Realitätsverweigerer

1:2 gegen Freiburg: Hertha BSC spielt leidenschaftslos im Abstiegskampf und will es nicht wahrhaben

Den Fußballern von Hertha BSC ist in den letzten Wochen dieser Saison zu wünschen, dass sie nicht irgendwann noch anfangen zu glauben, was sie erzählen oder erzählen müssen. Nach dem 1:2 (0:1) am Dienstagabend gegen den SC Freiburg schickte der Berliner Bundesligist seine medial erfahrensten Profis, um die Heimniederlage gegen einen direkten Konkurrenten im Abstiegskampf schönzureden.

Während alle anderen Spieler wortlos in der Kabine verschwanden, wie inzwischen in Krisenzeiten üblich bei Hertha BSC, stellten sich Christian Lell und Andreas Ottl den unangenehmen Fragen an den Tabellenvorletzten. Dass Lell die erwartbaren Floskeln lieferte, war noch verständlich. »Rechnerisch ist noch alles möglich«, so der 27-Jährige und deshalb werde man weiterkämpfen. Dem Einstieg von Ottl konnte man auch noch folgen. Das Eigentor von Verteidiger Roman Hubnik zur Freiburger Führung nach sieben Minuten war ein »psychologischer Knacks«.

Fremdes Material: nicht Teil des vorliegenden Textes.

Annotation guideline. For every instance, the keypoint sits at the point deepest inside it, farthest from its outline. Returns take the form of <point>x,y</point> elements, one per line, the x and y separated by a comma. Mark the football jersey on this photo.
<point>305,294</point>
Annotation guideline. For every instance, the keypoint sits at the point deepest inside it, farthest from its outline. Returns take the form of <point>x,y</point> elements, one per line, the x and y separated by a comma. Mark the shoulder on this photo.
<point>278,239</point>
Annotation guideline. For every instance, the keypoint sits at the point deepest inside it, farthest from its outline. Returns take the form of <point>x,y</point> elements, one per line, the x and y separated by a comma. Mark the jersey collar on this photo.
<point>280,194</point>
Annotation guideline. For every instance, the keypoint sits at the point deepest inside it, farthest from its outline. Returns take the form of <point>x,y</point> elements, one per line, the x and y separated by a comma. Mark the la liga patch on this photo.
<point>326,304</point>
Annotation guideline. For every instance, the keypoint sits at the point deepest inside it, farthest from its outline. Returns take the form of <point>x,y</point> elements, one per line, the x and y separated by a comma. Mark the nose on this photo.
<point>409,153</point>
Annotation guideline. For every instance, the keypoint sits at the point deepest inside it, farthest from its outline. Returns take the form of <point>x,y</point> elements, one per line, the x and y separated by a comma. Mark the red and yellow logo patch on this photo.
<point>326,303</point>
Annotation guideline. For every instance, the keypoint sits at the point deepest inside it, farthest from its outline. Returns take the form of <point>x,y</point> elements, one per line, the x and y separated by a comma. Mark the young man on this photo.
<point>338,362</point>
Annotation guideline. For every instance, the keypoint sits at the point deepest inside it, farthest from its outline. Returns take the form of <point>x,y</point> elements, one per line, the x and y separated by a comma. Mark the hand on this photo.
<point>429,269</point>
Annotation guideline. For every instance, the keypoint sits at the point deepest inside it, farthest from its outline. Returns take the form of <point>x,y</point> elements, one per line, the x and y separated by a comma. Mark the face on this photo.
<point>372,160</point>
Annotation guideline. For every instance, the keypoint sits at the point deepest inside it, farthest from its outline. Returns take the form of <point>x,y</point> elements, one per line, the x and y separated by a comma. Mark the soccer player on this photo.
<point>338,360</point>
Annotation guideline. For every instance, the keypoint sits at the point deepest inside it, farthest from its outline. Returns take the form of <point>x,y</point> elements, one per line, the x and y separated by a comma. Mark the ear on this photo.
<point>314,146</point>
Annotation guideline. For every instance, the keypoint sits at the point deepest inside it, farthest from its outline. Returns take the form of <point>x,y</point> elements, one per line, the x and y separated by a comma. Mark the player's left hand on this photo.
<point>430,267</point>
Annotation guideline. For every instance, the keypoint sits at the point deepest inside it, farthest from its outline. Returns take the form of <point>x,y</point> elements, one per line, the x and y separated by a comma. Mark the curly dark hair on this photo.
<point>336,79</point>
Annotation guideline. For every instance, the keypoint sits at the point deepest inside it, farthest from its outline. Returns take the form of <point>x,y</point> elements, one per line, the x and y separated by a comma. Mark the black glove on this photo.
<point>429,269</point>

Dann aber beschrieb der Mittelfeldspieler eine ganz andere Partie. »Wir haben uns dadurch nicht beirren lassen und mit Leidenschaft weitergespielt.« Allein von ihrer Harmlosigkeit haben sich die Berliner nicht abbringen lassen. Freiburgs Torwart Oliver Baumann musste erstmals nach knapp einer Stunde Spielzeit einen Ball festhalten. Die erste vorsichtige Annäherung an Freiburgs Tor gelang Hertha BSC kurz vor dem Halbzeitpfiff mit einem harmlosen Kopfball von Raffael. Und ideenlose Querpässe und behäbiges Aufbauspiel sind das komplette Gegenteil von Leidenschaft. Verständlicherweise quittierte ein Großteil der 45 778 Zuschauer das schon frühzeitig mit Pfiffen.

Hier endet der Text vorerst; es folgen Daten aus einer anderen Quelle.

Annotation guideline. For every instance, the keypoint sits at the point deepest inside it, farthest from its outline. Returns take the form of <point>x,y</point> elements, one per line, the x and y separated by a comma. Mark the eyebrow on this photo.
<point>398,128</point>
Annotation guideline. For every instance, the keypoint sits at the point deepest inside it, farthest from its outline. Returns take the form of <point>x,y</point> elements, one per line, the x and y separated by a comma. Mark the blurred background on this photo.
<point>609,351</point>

In einem schwachen Spiel waren die Gäste aus Freiburg nicht die bessere, sondern nur die willensstärkere Mannschaft. Mit viel Laufarbeit hielten sie die Stabilität in der Defensive und erarbeiteten sich nach der glücklichen Führung weitere Chancen. In der 18. Minuten traf Stürmer Garra Dembele frei vor Hertha-Torwart Thomas Kraft aus zwölf Metern nur die Latte. Zwölf Minuten später rettete Kraft per Fußabwehr gegen Jonathan Schmid. Die Vorentscheidung gelang Sebastian Freis, als er in der 67. Minute erst mühelos Hubnik abschüttelte, dann Kraft umkurvte und zum 0:2 einschob.

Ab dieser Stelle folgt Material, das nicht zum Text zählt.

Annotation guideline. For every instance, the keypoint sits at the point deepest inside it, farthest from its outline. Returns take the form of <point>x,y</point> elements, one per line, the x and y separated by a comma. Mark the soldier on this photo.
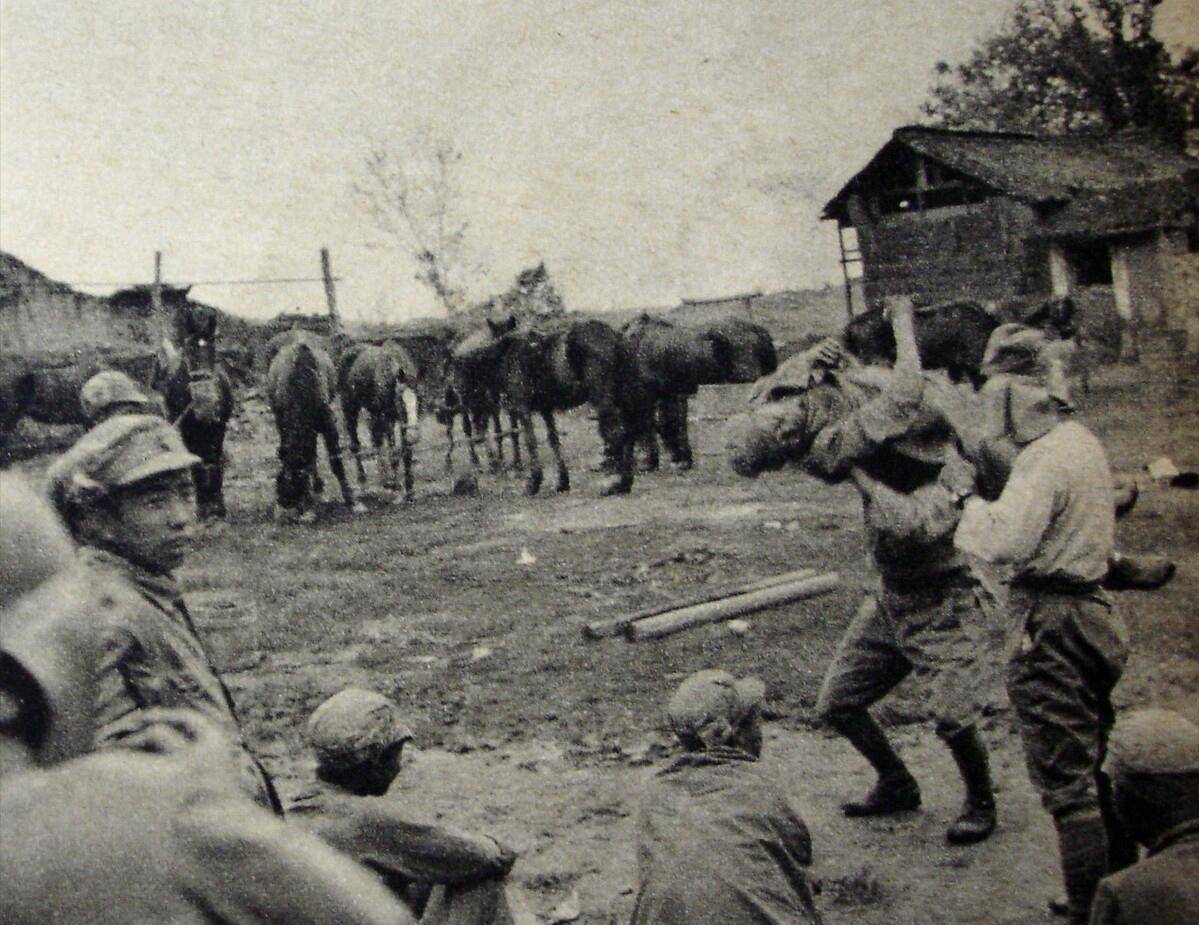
<point>154,830</point>
<point>1154,766</point>
<point>125,492</point>
<point>718,841</point>
<point>1043,548</point>
<point>110,392</point>
<point>868,424</point>
<point>444,875</point>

Die einzige Reaktion der Berliner war übertriebene Härte. Vier Gelbe Karten musste Schiedsrichter Peter Gagelmann in der Folge an sie verteilen. Fußballerisch kam nichts außer verzweifelten Distanzschüssen. Erst ein Torwartfehler von Baumann ermöglichte den Anschlusstreffer von Hubnik (81.). Der Rest war wildes Anrennen, das fast noch zum Ausgleich geführt hätte. Am Ende stand aber ein »verdienter Sieg«, wie Freiburgs Johannes Flum befand.

»Die Situation hat sich nicht geändert«, glaubt Lell, ignoriert dabei aber die vertane Chance, gegen einen bezwingbaren Gegner zu punkten, der jetzt acht Zähler voraus ist. Und er ignoriert, dass Hertha für den Klassenerhalt nur noch vier Spiele bleiben.